In a 60-second, 150 character soundbyte world, Caldwell is doing something dangerous. Through Bicycle Day I, he’s asking listeners to focus their attention on sounds and melodies for 20 entire minutes. No words. No “hooks.” Just good melodies, spaced out over soothing, calm keyboard tones. As simple as it may seem, the result is a challenge for the brain of the modern individual. I encourage anyone reading this to engage with Caldwell’s work. You just might find a little solace there, as we head into the unpredictable, ever-changing future.
Below is our exclusive interview with Landon S. Caldwell, you can also pre-order the album through Mock Records:
What excites you about making soundscapes?
I don’t necessarily think of my music as soundscapes. I am just exploring ideas that interest me. In the case of this piece, it was long drawn out tones, permutations of melody over long durations, slowly shifting waveforms that require lots of space.
Often music is defined in comparison to the pop/rock format. There is a lot of nuance that takes time to reveal itself. That goes against our culture of instant gratification. That said, I just think of it as music.
You have been doing a lot of work surrounding quarantine and the COVID crisis. How has that impacted your creative process?
Over the last few years, I was lucky enough to have participated in a handful of multi-day sessions with Crazy Doberman, as an engineer and player. The ensemble was huge. Upwards of 16 players in a 1000 sq ft room with everything from brass, modular synths, vibraphone, rhodes, drums, etc. I really do miss playing in the same room as other people. But on the flip side, I have a kid, a job, etc. It’s hard for me to carve out that time. So adjusting to the isolation hasn’t been all that hard. I’ve been collaborating online with friends from all over the country, exploring different methods of collaboration and modes of creating. I’ve got two albums coming out this year that reflect this process. As much as I find digital connection to be insufficient, it is better than nothing.

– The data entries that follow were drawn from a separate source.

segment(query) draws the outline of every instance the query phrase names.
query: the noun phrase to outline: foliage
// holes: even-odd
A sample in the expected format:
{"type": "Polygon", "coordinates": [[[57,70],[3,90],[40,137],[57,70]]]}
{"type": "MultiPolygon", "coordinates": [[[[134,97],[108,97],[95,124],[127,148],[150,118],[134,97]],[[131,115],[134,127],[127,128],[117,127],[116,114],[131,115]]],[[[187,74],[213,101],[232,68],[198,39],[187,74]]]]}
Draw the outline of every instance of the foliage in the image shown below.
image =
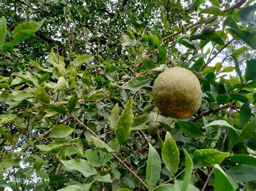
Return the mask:
{"type": "Polygon", "coordinates": [[[231,2],[1,1],[0,188],[255,190],[255,5],[231,2]],[[152,95],[176,65],[184,120],[152,95]]]}

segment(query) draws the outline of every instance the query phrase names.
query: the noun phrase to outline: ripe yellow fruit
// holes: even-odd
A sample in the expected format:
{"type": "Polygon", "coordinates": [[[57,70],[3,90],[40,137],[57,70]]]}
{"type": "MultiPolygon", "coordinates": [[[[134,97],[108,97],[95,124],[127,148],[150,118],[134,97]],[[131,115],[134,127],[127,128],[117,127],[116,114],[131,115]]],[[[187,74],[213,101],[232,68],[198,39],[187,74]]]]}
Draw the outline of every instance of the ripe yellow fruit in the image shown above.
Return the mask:
{"type": "Polygon", "coordinates": [[[201,105],[201,86],[192,72],[175,67],[157,77],[153,86],[153,96],[164,115],[186,118],[194,115],[201,105]]]}

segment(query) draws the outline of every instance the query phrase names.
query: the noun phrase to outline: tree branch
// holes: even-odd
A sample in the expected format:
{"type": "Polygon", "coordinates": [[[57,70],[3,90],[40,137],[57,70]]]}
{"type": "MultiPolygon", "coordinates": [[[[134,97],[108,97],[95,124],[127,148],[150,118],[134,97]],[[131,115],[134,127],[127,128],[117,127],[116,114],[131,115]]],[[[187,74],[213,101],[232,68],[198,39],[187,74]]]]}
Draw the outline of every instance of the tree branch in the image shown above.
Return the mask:
{"type": "Polygon", "coordinates": [[[224,105],[222,105],[222,106],[219,107],[218,108],[213,109],[211,109],[210,111],[204,112],[201,113],[199,116],[198,116],[196,118],[194,118],[193,119],[191,119],[191,121],[193,122],[195,122],[198,119],[199,119],[200,118],[203,117],[203,116],[208,116],[208,115],[211,115],[212,114],[213,114],[215,112],[219,111],[219,110],[221,110],[224,109],[227,109],[227,108],[228,108],[229,107],[231,107],[232,106],[233,106],[233,103],[231,103],[231,103],[227,103],[226,104],[225,104],[224,105]]]}
{"type": "MultiPolygon", "coordinates": [[[[233,5],[231,6],[230,8],[227,8],[227,9],[224,9],[223,11],[224,12],[228,12],[229,11],[231,11],[234,9],[236,9],[236,8],[240,8],[241,6],[242,6],[246,2],[246,0],[240,0],[238,1],[238,2],[237,2],[237,3],[235,3],[235,4],[234,4],[233,5]]],[[[199,25],[201,24],[203,24],[203,23],[206,23],[207,22],[207,21],[209,21],[210,20],[213,19],[213,18],[214,17],[216,17],[216,16],[212,16],[211,17],[210,17],[209,18],[206,19],[206,20],[204,20],[203,21],[199,21],[199,22],[197,22],[193,24],[192,24],[191,25],[189,25],[188,26],[187,26],[186,27],[186,30],[188,30],[191,28],[193,28],[197,25],[199,25]]],[[[176,36],[180,34],[181,33],[181,32],[176,32],[176,33],[173,33],[173,34],[172,34],[167,37],[164,37],[163,39],[163,41],[166,41],[168,39],[170,39],[174,37],[175,37],[176,36]]],[[[152,51],[153,51],[153,49],[154,49],[154,48],[151,48],[150,49],[149,49],[146,53],[146,55],[148,55],[152,51]]]]}
{"type": "Polygon", "coordinates": [[[200,69],[200,72],[201,72],[204,70],[204,69],[205,68],[205,67],[217,56],[218,54],[219,54],[221,52],[223,49],[224,49],[229,44],[230,44],[232,42],[233,42],[235,40],[235,38],[233,38],[231,40],[230,40],[223,47],[220,48],[220,49],[217,52],[216,54],[214,54],[213,56],[212,56],[212,58],[210,58],[207,60],[207,62],[204,65],[202,69],[200,69]]]}
{"type": "MultiPolygon", "coordinates": [[[[88,128],[86,125],[85,125],[82,122],[81,122],[76,115],[73,114],[71,114],[70,115],[75,119],[76,119],[82,126],[83,127],[85,128],[85,129],[90,131],[95,137],[98,138],[99,136],[98,136],[92,130],[88,128]]],[[[114,157],[115,158],[117,159],[120,162],[121,162],[122,164],[124,165],[124,166],[125,167],[125,168],[129,171],[131,173],[132,173],[133,176],[135,176],[135,178],[139,181],[146,188],[147,188],[147,186],[146,183],[143,181],[143,180],[140,177],[139,177],[136,173],[131,168],[127,165],[125,164],[118,155],[117,155],[116,154],[114,153],[111,153],[113,157],[114,157]]]]}

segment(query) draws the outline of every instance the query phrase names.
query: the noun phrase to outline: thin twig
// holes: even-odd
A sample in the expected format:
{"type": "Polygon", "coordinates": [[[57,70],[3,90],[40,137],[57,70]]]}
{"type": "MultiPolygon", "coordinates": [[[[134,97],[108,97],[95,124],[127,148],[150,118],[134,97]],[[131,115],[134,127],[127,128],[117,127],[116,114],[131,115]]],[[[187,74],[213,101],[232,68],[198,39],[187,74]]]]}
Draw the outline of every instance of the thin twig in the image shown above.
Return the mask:
{"type": "MultiPolygon", "coordinates": [[[[226,12],[232,10],[232,9],[235,9],[235,8],[239,8],[241,6],[242,6],[246,2],[246,0],[240,0],[238,2],[234,4],[233,6],[231,6],[230,8],[227,8],[226,9],[224,9],[223,11],[224,12],[226,12]]],[[[216,17],[217,16],[213,16],[212,17],[210,17],[209,18],[204,20],[203,21],[198,21],[193,24],[191,25],[189,25],[186,27],[186,30],[188,30],[190,29],[192,29],[196,26],[198,26],[201,24],[203,24],[204,23],[206,23],[207,22],[210,20],[211,19],[212,19],[213,18],[216,17]]],[[[163,39],[163,41],[166,41],[168,39],[171,39],[173,37],[175,37],[176,36],[177,36],[178,34],[180,34],[181,32],[176,32],[176,33],[172,34],[167,37],[164,37],[163,39]]],[[[154,49],[153,48],[151,48],[149,49],[146,52],[146,55],[149,55],[149,53],[152,51],[154,49]]]]}
{"type": "MultiPolygon", "coordinates": [[[[78,118],[77,116],[76,116],[75,115],[75,114],[70,114],[70,115],[75,119],[76,119],[78,122],[78,123],[79,123],[82,126],[83,126],[83,127],[85,128],[85,129],[90,131],[95,137],[97,137],[97,138],[98,138],[99,136],[98,136],[93,131],[92,131],[92,130],[90,129],[89,128],[88,128],[86,125],[85,125],[82,122],[81,122],[78,118]]],[[[131,173],[132,173],[133,176],[134,176],[134,177],[138,180],[146,188],[147,188],[147,185],[146,183],[143,181],[143,180],[142,179],[142,178],[140,177],[139,177],[137,174],[131,168],[127,165],[126,165],[125,164],[125,162],[124,162],[124,161],[123,161],[118,156],[117,156],[116,154],[114,154],[114,153],[111,153],[112,155],[113,155],[113,157],[114,157],[114,158],[116,158],[117,160],[118,160],[120,162],[121,162],[124,166],[125,168],[126,168],[131,173]]]]}
{"type": "Polygon", "coordinates": [[[66,32],[67,32],[67,34],[68,34],[68,43],[69,43],[69,51],[70,51],[70,50],[71,50],[70,40],[69,39],[69,28],[68,27],[68,23],[66,22],[66,12],[65,11],[65,8],[64,8],[64,9],[63,9],[63,12],[64,12],[64,18],[65,18],[65,25],[66,25],[66,32]]]}
{"type": "Polygon", "coordinates": [[[76,119],[77,121],[77,122],[78,122],[78,123],[79,124],[80,124],[82,126],[83,126],[84,128],[85,128],[86,130],[87,130],[88,131],[90,131],[90,132],[91,133],[92,133],[95,137],[97,137],[98,138],[98,136],[91,129],[90,129],[89,128],[88,128],[86,125],[85,125],[84,123],[83,123],[82,122],[81,122],[78,118],[77,116],[76,116],[74,114],[70,114],[70,116],[73,117],[75,119],[76,119]]]}
{"type": "Polygon", "coordinates": [[[222,106],[219,107],[218,108],[213,109],[211,109],[210,111],[204,112],[201,113],[199,116],[198,116],[196,118],[194,118],[193,119],[191,119],[191,121],[192,121],[193,122],[195,122],[196,121],[197,121],[197,120],[200,119],[201,117],[203,117],[203,116],[208,116],[208,115],[209,115],[211,114],[213,114],[213,113],[214,113],[215,112],[217,112],[217,111],[219,111],[219,110],[221,110],[222,109],[228,108],[231,107],[232,105],[232,104],[233,104],[232,103],[227,103],[226,104],[225,104],[224,105],[222,105],[222,106]]]}
{"type": "Polygon", "coordinates": [[[233,42],[235,40],[235,38],[234,38],[232,39],[231,40],[230,40],[228,42],[227,42],[227,44],[226,44],[224,46],[223,46],[223,47],[221,48],[220,48],[220,49],[219,51],[218,51],[217,53],[215,54],[215,55],[213,56],[212,56],[212,58],[210,58],[209,57],[209,59],[208,59],[207,62],[204,65],[202,69],[201,69],[201,70],[200,70],[200,72],[203,71],[204,69],[205,69],[205,67],[217,56],[217,55],[219,54],[220,52],[221,52],[221,51],[223,51],[223,49],[224,49],[229,44],[230,44],[232,42],[233,42]]]}

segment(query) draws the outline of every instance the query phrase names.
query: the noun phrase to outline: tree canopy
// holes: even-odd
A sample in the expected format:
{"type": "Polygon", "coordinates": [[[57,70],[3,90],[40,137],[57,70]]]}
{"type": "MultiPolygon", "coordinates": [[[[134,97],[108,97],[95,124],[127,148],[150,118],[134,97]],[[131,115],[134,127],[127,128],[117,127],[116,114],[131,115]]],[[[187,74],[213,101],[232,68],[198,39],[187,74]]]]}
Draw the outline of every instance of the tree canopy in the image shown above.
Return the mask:
{"type": "Polygon", "coordinates": [[[256,189],[253,1],[0,2],[0,189],[256,189]],[[152,88],[192,71],[193,116],[152,88]]]}

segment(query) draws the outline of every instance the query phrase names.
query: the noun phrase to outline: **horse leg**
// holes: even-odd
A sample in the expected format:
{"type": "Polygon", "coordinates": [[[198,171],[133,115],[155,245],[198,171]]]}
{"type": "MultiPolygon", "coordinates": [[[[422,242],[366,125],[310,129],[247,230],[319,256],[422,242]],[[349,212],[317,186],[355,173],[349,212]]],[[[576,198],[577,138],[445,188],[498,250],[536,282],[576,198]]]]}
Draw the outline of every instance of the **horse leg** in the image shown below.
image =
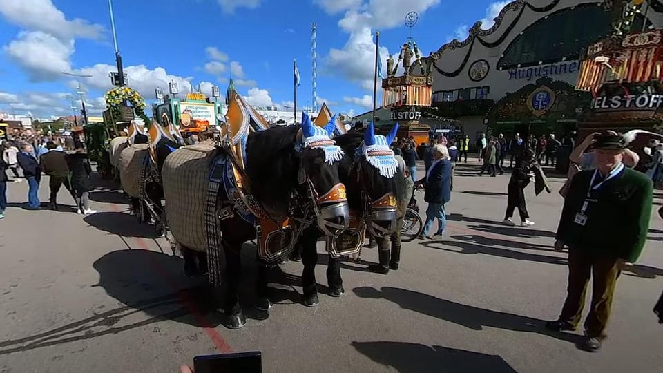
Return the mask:
{"type": "Polygon", "coordinates": [[[318,250],[316,242],[318,241],[318,227],[308,229],[302,233],[302,262],[304,270],[302,271],[302,287],[304,290],[304,305],[315,307],[320,303],[318,298],[318,284],[316,282],[316,265],[318,264],[318,250]]]}
{"type": "Polygon", "coordinates": [[[225,315],[224,326],[228,329],[240,329],[247,325],[247,318],[240,305],[239,287],[242,276],[242,260],[240,245],[224,245],[226,256],[226,296],[222,312],[225,315]]]}
{"type": "Polygon", "coordinates": [[[269,269],[258,260],[258,278],[256,280],[256,290],[258,297],[256,299],[256,309],[258,311],[268,311],[273,305],[269,300],[269,287],[267,273],[269,269]]]}
{"type": "Polygon", "coordinates": [[[343,279],[340,277],[340,258],[334,258],[329,255],[327,266],[327,283],[329,286],[329,295],[339,297],[345,294],[343,279]]]}

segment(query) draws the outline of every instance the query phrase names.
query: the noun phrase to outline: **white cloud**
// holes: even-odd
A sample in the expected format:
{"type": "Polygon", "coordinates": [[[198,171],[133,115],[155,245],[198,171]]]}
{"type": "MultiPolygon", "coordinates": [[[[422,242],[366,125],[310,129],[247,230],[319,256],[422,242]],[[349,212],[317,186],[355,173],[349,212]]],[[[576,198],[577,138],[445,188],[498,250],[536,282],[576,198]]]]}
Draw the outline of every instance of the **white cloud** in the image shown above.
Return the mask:
{"type": "Polygon", "coordinates": [[[226,71],[226,65],[218,61],[210,61],[205,64],[205,71],[213,75],[220,75],[226,71]]]}
{"type": "Polygon", "coordinates": [[[236,79],[235,85],[238,87],[255,87],[258,85],[258,82],[255,80],[247,80],[243,79],[236,79]]]}
{"type": "Polygon", "coordinates": [[[0,92],[0,102],[3,104],[12,104],[19,102],[19,96],[7,92],[0,92]]]}
{"type": "Polygon", "coordinates": [[[457,27],[456,30],[454,30],[454,36],[447,37],[447,43],[454,39],[460,41],[465,40],[469,35],[469,30],[470,28],[468,25],[461,25],[457,27]]]}
{"type": "MultiPolygon", "coordinates": [[[[388,56],[389,50],[380,47],[380,58],[386,61],[388,56]]],[[[358,82],[365,89],[372,89],[375,42],[370,28],[365,28],[351,34],[342,49],[329,50],[323,68],[327,73],[358,82]]]]}
{"type": "Polygon", "coordinates": [[[486,10],[486,17],[481,19],[481,28],[488,30],[495,24],[495,17],[499,15],[499,12],[503,8],[510,3],[512,0],[506,0],[503,1],[495,1],[488,6],[486,10]]]}
{"type": "Polygon", "coordinates": [[[5,52],[34,81],[55,80],[71,71],[73,39],[61,40],[41,31],[21,32],[4,47],[5,52]]]}
{"type": "MultiPolygon", "coordinates": [[[[403,16],[408,12],[414,11],[423,15],[439,4],[440,0],[369,0],[365,4],[357,4],[357,1],[343,2],[346,3],[347,10],[343,18],[338,21],[338,26],[350,32],[365,27],[384,29],[401,26],[403,16]]],[[[339,11],[342,10],[340,8],[339,11]]]]}
{"type": "Polygon", "coordinates": [[[217,0],[224,13],[231,15],[238,8],[255,9],[260,5],[260,0],[217,0]]]}
{"type": "MultiPolygon", "coordinates": [[[[94,66],[77,70],[77,73],[93,76],[90,78],[83,78],[83,84],[95,89],[106,90],[113,87],[110,78],[108,77],[108,73],[111,71],[117,71],[115,65],[97,64],[94,66]]],[[[191,91],[192,77],[182,77],[168,74],[162,67],[151,70],[145,65],[126,66],[124,68],[124,73],[127,75],[128,85],[148,99],[154,97],[154,90],[157,87],[167,93],[168,83],[171,81],[177,84],[180,96],[191,91]]]]}
{"type": "Polygon", "coordinates": [[[248,95],[244,96],[244,98],[252,106],[271,106],[274,104],[267,90],[257,87],[249,89],[248,95]]]}
{"type": "Polygon", "coordinates": [[[209,46],[206,48],[205,53],[207,55],[207,57],[213,61],[220,61],[221,62],[228,61],[228,55],[219,50],[216,47],[209,46]]]}
{"type": "Polygon", "coordinates": [[[314,0],[327,14],[334,15],[346,9],[354,9],[361,5],[361,0],[314,0]]]}
{"type": "MultiPolygon", "coordinates": [[[[340,75],[367,90],[373,88],[375,44],[372,30],[385,30],[403,24],[403,17],[414,10],[423,15],[440,0],[319,0],[316,3],[326,12],[345,11],[338,21],[341,29],[349,33],[343,48],[332,48],[323,64],[323,70],[340,75]]],[[[380,48],[380,58],[385,61],[389,50],[380,48]]],[[[385,64],[383,62],[383,64],[385,64]]],[[[402,68],[401,68],[402,69],[402,68]]]]}
{"type": "Polygon", "coordinates": [[[244,79],[244,68],[237,61],[233,61],[230,63],[230,72],[233,77],[244,79]]]}
{"type": "Polygon", "coordinates": [[[373,107],[373,97],[368,95],[364,95],[364,97],[343,97],[343,101],[345,102],[349,102],[354,105],[358,105],[365,108],[372,108],[373,107]]]}
{"type": "Polygon", "coordinates": [[[51,0],[0,0],[0,15],[11,23],[59,39],[99,39],[105,28],[84,19],[68,20],[51,0]]]}

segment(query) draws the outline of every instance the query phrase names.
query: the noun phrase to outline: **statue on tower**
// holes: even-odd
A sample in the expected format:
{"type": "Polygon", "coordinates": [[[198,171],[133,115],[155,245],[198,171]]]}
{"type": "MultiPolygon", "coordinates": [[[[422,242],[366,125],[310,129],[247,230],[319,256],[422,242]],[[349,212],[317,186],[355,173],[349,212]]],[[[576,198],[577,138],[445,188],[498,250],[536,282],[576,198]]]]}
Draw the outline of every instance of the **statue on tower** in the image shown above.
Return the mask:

Bicycle Day I feels very pastoral. Were you inspired by nature at all?
At this point, I am probably as inspired by nature as I am other art. I’m studying permaculture and have been excited by the idea of designing sustainable systems that mimic natural processes. I am also fascinated by the interplay of music with environment, man-made or natural.
It all kind of started with exploring ideas that were antagonistic with the sterilized studio environment. I was making music and I had a toddler and a dog running through the house and I’d just leave that “contamination” on the track. This is my life. It’s messy. Then I’d start to open the windows while I was recording, or just record outside. I got a mobile recording rig and have been recording in parks.
I’ll never forget the time I was performing at a park. I was playing flute, among other things, and started a musical call-and-response with a bird in a tree I was performing under.
Many will laugh at this, but I love the midwest and see it as a place ripe for ecological utopia.
What’s next for you?
I’ve got a number of releases coming out over the next few months (Trouble In Mind, Astral Spirits, Moon Glyph). They are all duo or ensemble pieces.
I have also been working on a few generative music engines/pieces that will hopefully be part of installations whenever we can go to galleries again.